The rise of the smartwatch, especially now that Apple has jumped into the fray, has conventional watch brands somewhat scrambling to join the bandwagon. However, not everyone is willing to buy into how current big players like Google, Samsung, and Apple would like to define what a smartwatch is and how it looks like. Some, like German company Longshine, has ideas of its own as seen in Halo, a smartwatch that tries to combine the best of both analog and digital in a rather unique way.

Almost by definition or by expectation, a smartwatch, since it's a wearable mobile device, uses a digital display and an LCD or OLED screen. The closest it can get to going analog is to use a watchface that tries to emulate an analog clock, but that is only an illusion. On the other side of the equation are analog watches, pretty much the bastions of timepiece sophistication and design, that are, unfortuantely, quite limited when it comes to displaying and interacting with digital content. In other words, limited at becoming a smartwatch.

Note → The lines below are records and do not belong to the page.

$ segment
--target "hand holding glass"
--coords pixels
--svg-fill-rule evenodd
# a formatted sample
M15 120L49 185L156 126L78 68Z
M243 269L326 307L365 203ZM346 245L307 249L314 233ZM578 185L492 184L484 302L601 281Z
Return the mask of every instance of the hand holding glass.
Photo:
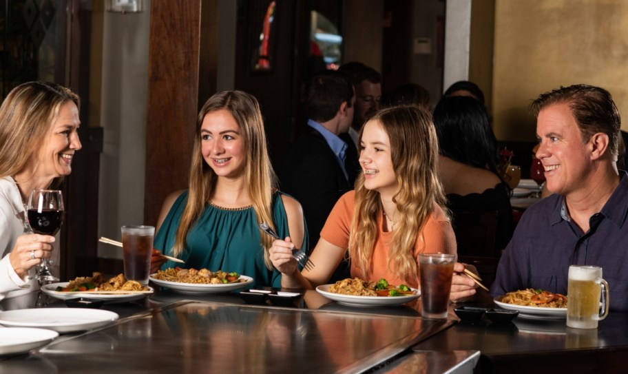
M567 325L576 329L597 329L598 321L606 318L609 309L608 283L602 279L602 268L570 266L567 297Z
M63 198L58 189L34 189L27 205L28 224L36 233L54 236L63 222ZM56 282L50 273L48 261L41 259L37 279L40 282Z

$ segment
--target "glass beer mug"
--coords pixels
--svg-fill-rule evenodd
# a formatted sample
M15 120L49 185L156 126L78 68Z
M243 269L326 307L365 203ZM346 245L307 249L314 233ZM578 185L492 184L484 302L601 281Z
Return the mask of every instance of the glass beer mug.
M608 283L602 278L601 267L570 266L567 296L567 326L569 327L597 329L598 321L608 315Z

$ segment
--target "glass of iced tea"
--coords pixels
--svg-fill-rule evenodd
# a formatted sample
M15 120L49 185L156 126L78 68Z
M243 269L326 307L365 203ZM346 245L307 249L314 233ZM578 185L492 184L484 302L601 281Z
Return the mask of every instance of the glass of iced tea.
M125 278L127 280L148 284L154 236L155 227L152 226L122 227Z
M421 315L426 318L447 318L449 293L454 276L456 256L447 253L421 253Z
M568 282L567 325L576 329L597 329L598 321L606 318L609 309L608 283L602 279L602 268L572 265Z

Enter Halo, a smartwatch that combines a 100 percent authentic analog watch face and a touchscreen display. How? By using a transparent OLED screen as the glass on top of the analog watch. In its normal operation mode, it looks just like any regular analog sportswatch, though a rather bulky one at that. But simply press a button and a seemingly magical event happens. Icons are display on the screen, which you can then interact with like you would expect from a smartwatch, giving you access to notifications, messages, calls, and other bits and pieces of data that can be gleaned from a paired smartphone.

The strangeness of the Halo smartwatch continues inside. It is powered by an Intel XMM 2231, a rare ARM Intel chip that runs at 300 MHz and is designed around Android. That Android, however, isn't the fresh and new Android Wear but is, instead an almost prehistoric Android 2.3 Gingerbread, and a highly customized one at that. The rest of the specs sounds pretty much like any smartwatch today, with 512 MB of RAM and 4 GB of storage. The display resolution is a dismal 96x96 and the color depth is an even worse 8-bit or a range of 256 colors only. Apparently, this is the trade-off for a transparent OLED screen.

Given what it tries to do, it isn't surprising that the Halo is bulkier than a sportswatch, but that is probably, or hopefully, a temporary thing. The "analog smartwatch" (finally something you can say) is still at its prototyping stage, so there is still some possibility to refine and slim down the design. As of the moment, there are two models being exhibited. The Halo 1 is your typical smartwatch while Halo 2 adds the element of its own 2G connection for both data and calls. No word yet when or if this will become a commercial product, but it is definitely an interesting concept worth taking further.